In [1]:
from IPython.display import Image

How do we find duplicates among multiple, giant datasets?

Implementing adaptive blocking for database deduplication, part 3

In part 1 of this post, I described the problem of database deduplication. We need to compare every record in the database to every other record, and for databases of substantial size, there are simply too many records to address directly. We use blocking techniques to reduce the number of pairs to consider, the candidate set of pairs. In part 2, I showed how to set up the data so that we can search for the optimum candidate set. In this part, I'll show how to do the search.
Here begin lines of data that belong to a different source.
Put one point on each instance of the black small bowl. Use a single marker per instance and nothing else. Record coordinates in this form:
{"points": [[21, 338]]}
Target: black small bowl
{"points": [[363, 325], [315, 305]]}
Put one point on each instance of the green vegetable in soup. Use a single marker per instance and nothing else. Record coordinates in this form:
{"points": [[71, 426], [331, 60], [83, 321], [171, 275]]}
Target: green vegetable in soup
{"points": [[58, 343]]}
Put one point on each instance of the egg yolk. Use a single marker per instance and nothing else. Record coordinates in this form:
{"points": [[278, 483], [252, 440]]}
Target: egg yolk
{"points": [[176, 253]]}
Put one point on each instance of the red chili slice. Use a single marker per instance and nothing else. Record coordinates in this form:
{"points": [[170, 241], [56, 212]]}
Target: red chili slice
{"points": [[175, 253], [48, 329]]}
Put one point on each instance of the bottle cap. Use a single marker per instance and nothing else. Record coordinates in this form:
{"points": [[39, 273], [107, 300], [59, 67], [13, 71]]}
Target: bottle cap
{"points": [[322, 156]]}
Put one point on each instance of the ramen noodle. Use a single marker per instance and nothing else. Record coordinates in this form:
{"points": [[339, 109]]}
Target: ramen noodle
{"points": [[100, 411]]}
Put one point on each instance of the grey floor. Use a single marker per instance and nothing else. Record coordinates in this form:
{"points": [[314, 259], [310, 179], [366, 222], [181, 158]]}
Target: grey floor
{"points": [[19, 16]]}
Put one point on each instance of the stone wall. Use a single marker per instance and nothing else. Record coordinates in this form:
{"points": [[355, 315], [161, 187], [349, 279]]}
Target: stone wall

First let's define a helper function, then let's get the data we created in the previous step.

In [2]:
def human_format(num):
    ''' print big numbers in a readable way '''
    num = int(num)
    magnitude = 0
    while num >= 1000:
        magnitude += 1
        num /= 1000.0
    # add more suffixes if you need them
    return '%.2f%s' % (num, ['', 'K', 'M', 'G', 'T', 'P'][magnitude])
In [3]:
import pandas as pd
import pickle

record_pairs = pd.read_pickle("record_pairs.pkl")    # these are the pairs
rule_data = pickle.load(open("rule_data.pkl", 'rb')) # this maps the rule names to databases columns
cols2rule_id = pickle.load(open("c2ri.pkl", "rb" ))  # this maps the database columns to a rule name

# this is what the rules look like: a pair of database ids, 
# then there are a series of columns r1, r2, ..., r6578 that 
# tell us for each i, if rule_i covers this pair. 
record_pairs.ix[0:5, 0:5]
<class 'pandas.core.frame.DataFrame'>
Int64Index: 105248 entries, 0 to 105247
Columns: 7176 entries, hash1 to r7174
dtypes: bool(7174), object(2)
memory usage: 722.5+ MB
hash1 hash2 r1 r2 r3
0 026d2c7778d93df3f48fa45b1cacda444a70617c 04d1ae98b97df6f7caca7d215df7c4fb46df861d False False False
1 03eeb4f97354afec6d0b3ae24ec94127fadf3acf 076190a0722517a93ebe0c9d516b34b71f562053 True True True
2 004ed9c0ad4129fe5caee0bfd4919d6ea9aa4983 08a385a1a8908add2296c91856ffc98b732ea134 True True True
3 0451edf6591ceef32298efd90d1dee6b2355237c 08de574296490085aa4e1983762bc5a319c2ac85 True True True
4 057db6288401d07b1f8c7b837feb0d1bbf28427a 09544ca1257d99907c1dbd0aa07569b92c35aad2 True True True
5 02ee43b6933a9ce6c6f2a9ab723e2b138344997c 0a444a192323dc8183c8c32035b8933d9da5daaf True True False

We have 6578 possible blocking rules. At this point, we don't need to worry about what they mean. We just need to come up with a way to find the optimum disjunction of rules. Here's the algorithm we'll use, in pseudocode:

while we still have pairs
   with all the pairs we have, pick the 'best' rule
   add the best rule to a list of rules to use
   remove all the pairs covered by the best rule

The real challenge here is to define the best rule. This point determines the outcome of the optimization. How do we balance pairs completeness and the reduction rate? I explored a number of different approaches, and it's worth talking about them before diving in.

Defining the "best" rule

I define the best rule as the rule that maximizes the gain that this rule has relative to the current state of the rules. Gain means some measure of how well a rule covers all the positive-match training pairs while at the same time covering as few as possible total pairs or non-matching training pairs. There are several ways to define gain.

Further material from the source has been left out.